En l'An IX il y a 319 habitants et 46 chevaux, 296 bovins, 606 moutons, 680 poules, 100 canards, 300 pigeons. Le village est entièrement tourné vers la culture, taillis et jachères disparaissent rapidement.

Le XIX siècle voit la population de la Commune croitre par l'arrivée des tailleurs de pierre et l'exploitation de carrières de sable. Une tradition orale assure que les pavés des places d'Arras proviennent d'ici, seule la rue du Chantier témoigne encore de l'exxistence d'une carrière au sein même du village. Le "Château" du Bois d'Acq construit par M. Labroye, exploitant, marque la richesse d'une époque.

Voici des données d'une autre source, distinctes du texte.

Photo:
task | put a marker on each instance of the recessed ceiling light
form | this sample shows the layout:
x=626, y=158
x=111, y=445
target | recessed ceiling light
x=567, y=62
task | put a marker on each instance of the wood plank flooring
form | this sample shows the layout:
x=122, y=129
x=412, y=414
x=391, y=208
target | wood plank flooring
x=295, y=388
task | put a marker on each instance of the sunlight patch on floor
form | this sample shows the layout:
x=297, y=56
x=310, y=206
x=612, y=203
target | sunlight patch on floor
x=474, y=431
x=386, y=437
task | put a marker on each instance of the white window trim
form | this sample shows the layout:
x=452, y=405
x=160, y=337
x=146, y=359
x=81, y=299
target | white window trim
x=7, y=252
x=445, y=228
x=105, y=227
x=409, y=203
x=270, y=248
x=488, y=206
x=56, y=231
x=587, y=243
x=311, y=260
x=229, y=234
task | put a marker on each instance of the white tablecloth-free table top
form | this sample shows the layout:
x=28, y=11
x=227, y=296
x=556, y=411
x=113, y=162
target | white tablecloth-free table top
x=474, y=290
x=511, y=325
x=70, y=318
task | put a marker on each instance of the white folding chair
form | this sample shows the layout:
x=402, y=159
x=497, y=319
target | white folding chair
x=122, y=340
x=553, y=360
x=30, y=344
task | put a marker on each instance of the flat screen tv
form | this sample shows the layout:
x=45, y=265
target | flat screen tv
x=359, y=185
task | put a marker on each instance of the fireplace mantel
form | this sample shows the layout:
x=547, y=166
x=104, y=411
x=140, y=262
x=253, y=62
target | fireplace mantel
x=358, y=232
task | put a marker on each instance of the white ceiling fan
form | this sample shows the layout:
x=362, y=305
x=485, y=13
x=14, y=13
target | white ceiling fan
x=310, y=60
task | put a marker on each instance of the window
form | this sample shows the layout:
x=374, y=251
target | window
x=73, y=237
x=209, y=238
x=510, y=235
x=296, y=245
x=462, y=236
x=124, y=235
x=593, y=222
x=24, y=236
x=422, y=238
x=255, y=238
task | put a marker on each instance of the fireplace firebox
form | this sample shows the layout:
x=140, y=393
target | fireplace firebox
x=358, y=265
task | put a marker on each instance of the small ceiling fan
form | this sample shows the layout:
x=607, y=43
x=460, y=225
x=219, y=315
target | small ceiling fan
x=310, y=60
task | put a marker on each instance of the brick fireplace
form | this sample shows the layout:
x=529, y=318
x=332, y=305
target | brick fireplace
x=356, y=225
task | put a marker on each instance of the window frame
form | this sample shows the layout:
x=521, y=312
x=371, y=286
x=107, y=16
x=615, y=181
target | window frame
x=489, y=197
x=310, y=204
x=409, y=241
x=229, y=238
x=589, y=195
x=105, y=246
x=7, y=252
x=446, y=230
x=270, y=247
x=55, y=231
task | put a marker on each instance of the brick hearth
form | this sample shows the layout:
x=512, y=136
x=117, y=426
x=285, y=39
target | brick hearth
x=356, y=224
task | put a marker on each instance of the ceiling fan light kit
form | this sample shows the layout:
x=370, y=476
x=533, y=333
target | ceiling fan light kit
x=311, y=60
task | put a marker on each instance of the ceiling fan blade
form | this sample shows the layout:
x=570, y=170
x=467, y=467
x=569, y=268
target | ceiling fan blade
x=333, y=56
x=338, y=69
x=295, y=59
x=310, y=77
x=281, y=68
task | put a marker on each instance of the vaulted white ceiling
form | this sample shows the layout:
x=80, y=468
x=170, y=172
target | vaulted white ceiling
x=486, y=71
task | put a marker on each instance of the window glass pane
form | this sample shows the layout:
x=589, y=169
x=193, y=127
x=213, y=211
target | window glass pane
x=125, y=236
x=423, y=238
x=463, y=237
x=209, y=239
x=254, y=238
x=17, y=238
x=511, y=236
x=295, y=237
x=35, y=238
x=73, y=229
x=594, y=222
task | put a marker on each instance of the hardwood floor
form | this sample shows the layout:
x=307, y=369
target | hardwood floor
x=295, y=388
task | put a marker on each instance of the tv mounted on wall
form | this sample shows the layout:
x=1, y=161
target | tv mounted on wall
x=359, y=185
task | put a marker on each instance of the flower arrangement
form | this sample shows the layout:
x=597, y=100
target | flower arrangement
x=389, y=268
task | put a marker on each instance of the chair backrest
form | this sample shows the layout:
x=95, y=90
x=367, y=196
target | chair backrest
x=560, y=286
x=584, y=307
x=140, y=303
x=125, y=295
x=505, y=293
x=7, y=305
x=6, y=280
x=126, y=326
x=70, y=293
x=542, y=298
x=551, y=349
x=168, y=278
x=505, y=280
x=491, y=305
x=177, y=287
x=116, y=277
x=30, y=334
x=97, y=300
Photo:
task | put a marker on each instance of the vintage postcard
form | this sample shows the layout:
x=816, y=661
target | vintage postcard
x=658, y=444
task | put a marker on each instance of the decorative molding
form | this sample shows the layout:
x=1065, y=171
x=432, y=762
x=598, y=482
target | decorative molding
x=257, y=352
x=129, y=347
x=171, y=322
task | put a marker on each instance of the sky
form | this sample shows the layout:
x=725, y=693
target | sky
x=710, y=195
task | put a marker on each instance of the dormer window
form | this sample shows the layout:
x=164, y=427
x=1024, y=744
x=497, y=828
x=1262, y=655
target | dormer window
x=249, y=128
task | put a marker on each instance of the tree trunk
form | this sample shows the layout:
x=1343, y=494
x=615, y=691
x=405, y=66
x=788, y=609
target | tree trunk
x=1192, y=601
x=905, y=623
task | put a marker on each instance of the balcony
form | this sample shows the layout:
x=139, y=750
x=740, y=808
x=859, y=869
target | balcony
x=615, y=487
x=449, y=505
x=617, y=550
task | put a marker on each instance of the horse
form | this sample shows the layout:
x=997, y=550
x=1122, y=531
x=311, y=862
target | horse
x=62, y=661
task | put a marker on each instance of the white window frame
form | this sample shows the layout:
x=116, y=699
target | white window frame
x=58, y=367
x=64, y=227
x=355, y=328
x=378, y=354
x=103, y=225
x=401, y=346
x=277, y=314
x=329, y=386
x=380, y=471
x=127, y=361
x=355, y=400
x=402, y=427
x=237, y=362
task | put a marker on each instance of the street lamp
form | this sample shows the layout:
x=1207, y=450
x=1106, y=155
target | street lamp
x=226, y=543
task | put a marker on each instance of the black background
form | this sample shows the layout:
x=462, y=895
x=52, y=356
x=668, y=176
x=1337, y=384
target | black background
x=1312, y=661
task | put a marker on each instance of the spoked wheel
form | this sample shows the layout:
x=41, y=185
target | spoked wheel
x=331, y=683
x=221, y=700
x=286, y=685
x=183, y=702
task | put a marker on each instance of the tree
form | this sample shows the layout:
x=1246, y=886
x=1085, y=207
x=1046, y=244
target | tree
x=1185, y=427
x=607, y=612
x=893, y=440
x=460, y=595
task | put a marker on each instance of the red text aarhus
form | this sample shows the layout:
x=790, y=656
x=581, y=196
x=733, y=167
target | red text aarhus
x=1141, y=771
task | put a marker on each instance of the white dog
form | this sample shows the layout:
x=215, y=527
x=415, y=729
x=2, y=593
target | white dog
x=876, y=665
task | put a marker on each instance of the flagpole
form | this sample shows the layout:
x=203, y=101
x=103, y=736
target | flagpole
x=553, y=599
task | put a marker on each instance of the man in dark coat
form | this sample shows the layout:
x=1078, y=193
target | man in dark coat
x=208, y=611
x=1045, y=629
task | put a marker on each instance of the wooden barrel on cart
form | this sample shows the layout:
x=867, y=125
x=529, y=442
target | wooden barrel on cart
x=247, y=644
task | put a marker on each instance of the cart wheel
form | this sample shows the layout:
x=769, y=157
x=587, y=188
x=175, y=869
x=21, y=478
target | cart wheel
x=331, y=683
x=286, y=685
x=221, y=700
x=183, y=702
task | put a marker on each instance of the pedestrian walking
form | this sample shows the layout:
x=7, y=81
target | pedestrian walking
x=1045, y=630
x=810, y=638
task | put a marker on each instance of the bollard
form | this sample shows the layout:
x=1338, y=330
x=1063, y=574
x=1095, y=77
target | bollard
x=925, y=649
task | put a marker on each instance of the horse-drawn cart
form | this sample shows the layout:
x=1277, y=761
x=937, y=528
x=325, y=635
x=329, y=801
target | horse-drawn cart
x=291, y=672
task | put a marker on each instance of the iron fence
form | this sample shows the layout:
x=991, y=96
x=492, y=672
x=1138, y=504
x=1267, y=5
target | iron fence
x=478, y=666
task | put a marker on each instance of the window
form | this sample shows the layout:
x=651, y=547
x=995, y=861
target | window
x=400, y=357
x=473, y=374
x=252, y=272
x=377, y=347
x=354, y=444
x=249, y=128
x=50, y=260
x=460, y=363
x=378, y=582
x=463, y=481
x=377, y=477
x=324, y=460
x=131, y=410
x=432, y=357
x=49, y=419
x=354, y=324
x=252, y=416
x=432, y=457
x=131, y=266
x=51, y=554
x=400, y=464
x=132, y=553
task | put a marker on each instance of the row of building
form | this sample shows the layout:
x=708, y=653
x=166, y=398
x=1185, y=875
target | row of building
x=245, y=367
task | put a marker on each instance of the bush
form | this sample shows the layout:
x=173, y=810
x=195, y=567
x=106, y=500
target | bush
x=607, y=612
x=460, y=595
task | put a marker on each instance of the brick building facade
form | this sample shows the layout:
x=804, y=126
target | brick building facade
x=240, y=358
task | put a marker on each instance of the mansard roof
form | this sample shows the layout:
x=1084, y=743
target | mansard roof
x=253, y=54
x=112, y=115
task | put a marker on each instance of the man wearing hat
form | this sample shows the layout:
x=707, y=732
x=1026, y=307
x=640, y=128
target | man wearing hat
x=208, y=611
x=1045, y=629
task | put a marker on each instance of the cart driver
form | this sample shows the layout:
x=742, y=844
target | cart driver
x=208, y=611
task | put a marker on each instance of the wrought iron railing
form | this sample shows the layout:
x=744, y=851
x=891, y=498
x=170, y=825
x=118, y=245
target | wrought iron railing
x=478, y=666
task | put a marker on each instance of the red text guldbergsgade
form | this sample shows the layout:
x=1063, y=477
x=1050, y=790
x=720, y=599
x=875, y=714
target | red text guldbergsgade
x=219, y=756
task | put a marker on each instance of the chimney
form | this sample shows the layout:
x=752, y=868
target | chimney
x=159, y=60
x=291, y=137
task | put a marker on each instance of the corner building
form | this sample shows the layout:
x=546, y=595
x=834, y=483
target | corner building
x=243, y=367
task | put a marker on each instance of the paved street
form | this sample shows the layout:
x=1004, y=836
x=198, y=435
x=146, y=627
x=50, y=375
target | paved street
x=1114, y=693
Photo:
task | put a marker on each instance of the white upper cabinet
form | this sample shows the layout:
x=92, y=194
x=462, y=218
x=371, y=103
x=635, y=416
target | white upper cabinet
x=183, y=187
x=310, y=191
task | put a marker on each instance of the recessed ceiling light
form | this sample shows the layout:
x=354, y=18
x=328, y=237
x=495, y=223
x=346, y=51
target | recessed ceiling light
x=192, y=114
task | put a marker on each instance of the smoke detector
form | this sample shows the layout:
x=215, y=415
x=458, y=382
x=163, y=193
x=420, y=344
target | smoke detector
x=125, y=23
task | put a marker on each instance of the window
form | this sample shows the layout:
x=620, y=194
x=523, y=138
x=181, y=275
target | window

Une quinzaine de "cabarets" abreuvent paysans et ouvriers.

Certains, mineurs aux fosses de Liévin où ils se rendent à pied ou en "carette à quiens" , oeuvrent aussi à d'autres activités comme une grande partie de la population

Le début du XX siècle est marqué par les batailles d'Artois ( cliquez ici pour en savoir plus). Jamais occupé, Villers au bois restera quatre ans juste dérrière la ligne de front, ici se dressaient les postes de repos et de soins et accueillit notamment le 25 eme Régiment d'Infanterie Territoriale qui témoigne de sa reconnaissance au Monument aux morts élevé le 21 mai 1921 à la mémoire des 9 enfants de Villers morts au combat. La commune reçoit la Croix de guerre 14-18 le 23 septembre 1920.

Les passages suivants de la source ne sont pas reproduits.